In Tang's method, the predictive function is constructed from waveforms recorded at receivers both above and below the target receiver. This is termed two-way predicting. In one-way predicting, only receivers above or below are used. After examining properties of the predicted function for many sets of model parameters, the error function surface produced by one-way predicting has a nicer shape for minima picking, and the minima locations (leaky P-wave and flexural wave) are more accurate.
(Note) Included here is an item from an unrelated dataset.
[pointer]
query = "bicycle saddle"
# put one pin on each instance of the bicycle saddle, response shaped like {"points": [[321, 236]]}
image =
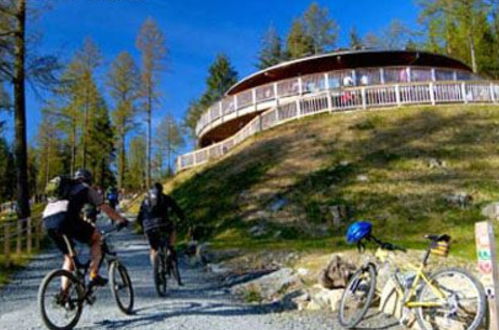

It is quite common in a monopole seismogram that the P head wave or Stoneley wave are much weaker than the pseudo-Rayleigh wave. Similarly, in a dipole seismogram, the S head wave (for fast formations) can be weak, too. Both cases involve a weak event of interest along with stronger events. The resultant error function often does not have a well developed and distinct minimum. As a result, it is difficult for any minimization algorithm to obtain that slowness successfully. To improve the situation, a logarithmic normalization algorithm is proposed to allow all minima to be well developed, outstanding, and correctly located

The Simplex algorithm does not need derivates of the error function and hence is a good candidate to replace the Levenberger-Marquardt algorithm. However, the Simplex algorithm needs to cooperate with an automatic scanning scheme to pinpoint the global minima.

Accomplishments - Mathematical developments for the extension of the predictive method to the viscoelastic case are complete. In this aspect, most subroutines have been or are being completed. One-way predicting was formulated, implemented and tested, as was the logarithmic normalization. A multi-dimensional Simplex algorithm was also implemented. An automatic scanning scheme to support the Simplex algorithm is being developed. At this stage, some preliminary results have been obtained for slowness processing. Model parameters are given in Table 1. The reference values of slownesses for these models from their dispersion curves are listed in Table 2. Finally, the inversion results with accuracy rate are given in Table 3. It can be seen that the accuracy is good.

Table 1. Model parameters

  D (m) Vf (km/s) ρf (g/cm3) ρ (g/cm3) VP (km/s) VS (km/s)
1 0.25 1.5 1.0 2.55 3.50 1.95
2 0.25 1.5 1.0 1.2 2.70 1.12

 

Table 2. Reference values of slowness for major wave modes (ms/m)

  P wave Pseudo-Rayleigh
wave @10 kHz
Stoneley wave
@10 kHz
S wave Flexural wave
@3 kHz
1 0.286 0.556 0.709 0.513 0.524
2 0.370 N/A 1.103 0.893 1.013

 

Table 3. Slowness (ms/m) obtained by the current processing algorithm using good input parameters

  P head wave Pseudo-Rayleigh
wave
Stoneley
wave
S head
wave
Flexural
wave
1 0.300 0.550 0.683 0.487* 0.487*
4.9 % 1.9 % 3.7 % 5.1 % 7.1 %
2 0.377 N/A 1.043 N/A 1.029
1.9 % N/A 5.4 % N/A 1.6 %
* Because the S head wave and flexural wave slownesses are very close for Model 1, the processing algorithm finds only one value.

 


Figure 1. The original error function surface for model 2 when the source is a monopole.
 


Figure 2. The logarithmically normalized error function surface for model 2 when the source is a monopole.